Ilyumzhinov’s campaign did not respond to an interview request.
‘Dirty Tricks’
Many in the chess world say the acrimony and underhandedness in the current race for the FIDE presidency is unprecedented.
Kasparov’s supporters have accused the Ilyumzhinov campaign of buying votes and trying to rig the election by replacing delegates backing the challenger.
In Afghanistan, chess official Mahmoud Hanif claims Ilyumzhinov and his backers illegally organized his ouster as the president of the Afghan Chess Federation due to his support for Kasparov.
Ilyumzhinov’s campaign, meanwhile, claims the move was made because Hanif allegedly misused funds. It accused Kasparov of exploiting the dispute and sinking “into a mire of lies trying to incite any scandal they can ahead of the elections to sway the election results.”

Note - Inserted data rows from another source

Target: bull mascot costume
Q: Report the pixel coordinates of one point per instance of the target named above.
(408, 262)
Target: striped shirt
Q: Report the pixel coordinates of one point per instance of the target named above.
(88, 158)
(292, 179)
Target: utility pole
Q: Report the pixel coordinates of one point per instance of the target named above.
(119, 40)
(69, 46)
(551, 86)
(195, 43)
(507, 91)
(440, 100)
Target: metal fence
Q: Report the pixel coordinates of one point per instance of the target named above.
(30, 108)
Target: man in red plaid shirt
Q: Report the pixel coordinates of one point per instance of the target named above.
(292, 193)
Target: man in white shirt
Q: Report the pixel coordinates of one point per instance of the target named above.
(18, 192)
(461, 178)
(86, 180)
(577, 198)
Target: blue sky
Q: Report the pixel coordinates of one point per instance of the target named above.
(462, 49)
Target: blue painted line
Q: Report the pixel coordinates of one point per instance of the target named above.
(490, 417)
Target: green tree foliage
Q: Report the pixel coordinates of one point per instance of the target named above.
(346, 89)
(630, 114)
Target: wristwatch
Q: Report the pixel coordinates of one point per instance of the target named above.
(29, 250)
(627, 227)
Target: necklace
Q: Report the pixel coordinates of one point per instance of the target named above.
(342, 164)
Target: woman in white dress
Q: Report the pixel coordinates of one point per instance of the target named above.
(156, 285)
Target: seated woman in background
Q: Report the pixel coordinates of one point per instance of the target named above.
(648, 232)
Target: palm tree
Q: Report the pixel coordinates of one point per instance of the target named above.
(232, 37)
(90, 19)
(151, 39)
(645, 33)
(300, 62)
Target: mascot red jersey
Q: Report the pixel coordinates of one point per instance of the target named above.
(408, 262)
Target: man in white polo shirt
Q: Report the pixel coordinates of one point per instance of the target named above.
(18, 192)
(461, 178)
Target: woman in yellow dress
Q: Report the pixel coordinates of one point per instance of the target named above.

Hanif told RFE/RL’s Radio Free Afghanistan that authorities are currently examining the legality of his removal.
Ilyumzhinov’s campaign has also accused Kasparov of trying to buy votes by signing a contract with a Singapore-based FIDE official, Ignatius Leong, promising $500,000 in funding for a children’s chess academy owned by Leong if the official delivers “a minimum of 10 + 1 vote from his region, with the effort to deliver 15 votes (not counting China).”
After a draft of the contract was leaked to “The New York Times” in January, Kasparov released a copy of the document, citing the “principle of transparency” that he has touted as central to his campaign. All of the money is to be used to develop chess in East Asia, according to the contract.
Track Record Questions
While he is nearly universally revered for his prowess as a player, Kasparov also carries with him a reputation as a divisive personality with a spotty organizational track record. In 1993, he and Short broke from FIDE to create the Professional Chess Association, though the organization petered out after three years.
This is one reason cited by Canada’s national chess federation in its decision earlier this year to support Ilyumzhinov, a move that turned some heads in the West.
“I understand he’s a great chess player, but his record as an administrator is not that good,” said Vladimir Drkulec, president of the Chess Federation of Canada.
That criticism was echoed by one FIDE grandmaster who said Kasparov “does not like opposing views” and that he “gets bored easily.”
The grandmaster, who spoke on condition of anonymity because of the sensitivity of the issue, said that while he is highly skeptical of Kasparov’s ability to bring positive change to the chess world, his “on-the-fence” position “is getting shakier day by day.”
“It would appear [Ilyumzhinov] is being even more brazen this time around,” the grandmaster said.
One grandmaster who has voiced his support for Kasparov is current world champion Magnus Carlsen, an affable, handsome 23-year-old widely seen as someone who could broaden the game’s mainstream popularity, much like Kasparov and American world champion Bobby Fischer before him.
Short says that if FIDE grandmasters could vote, Kasparov would defeat Ilyumzhinov with a 9-1 ratio. It is the delegates from the member federations who will cast the secret ballots on August 11, not the players.
“All of this is completely irrelevant,” he said. “It’s only the people who put their X’s on the ballot sheet that count.”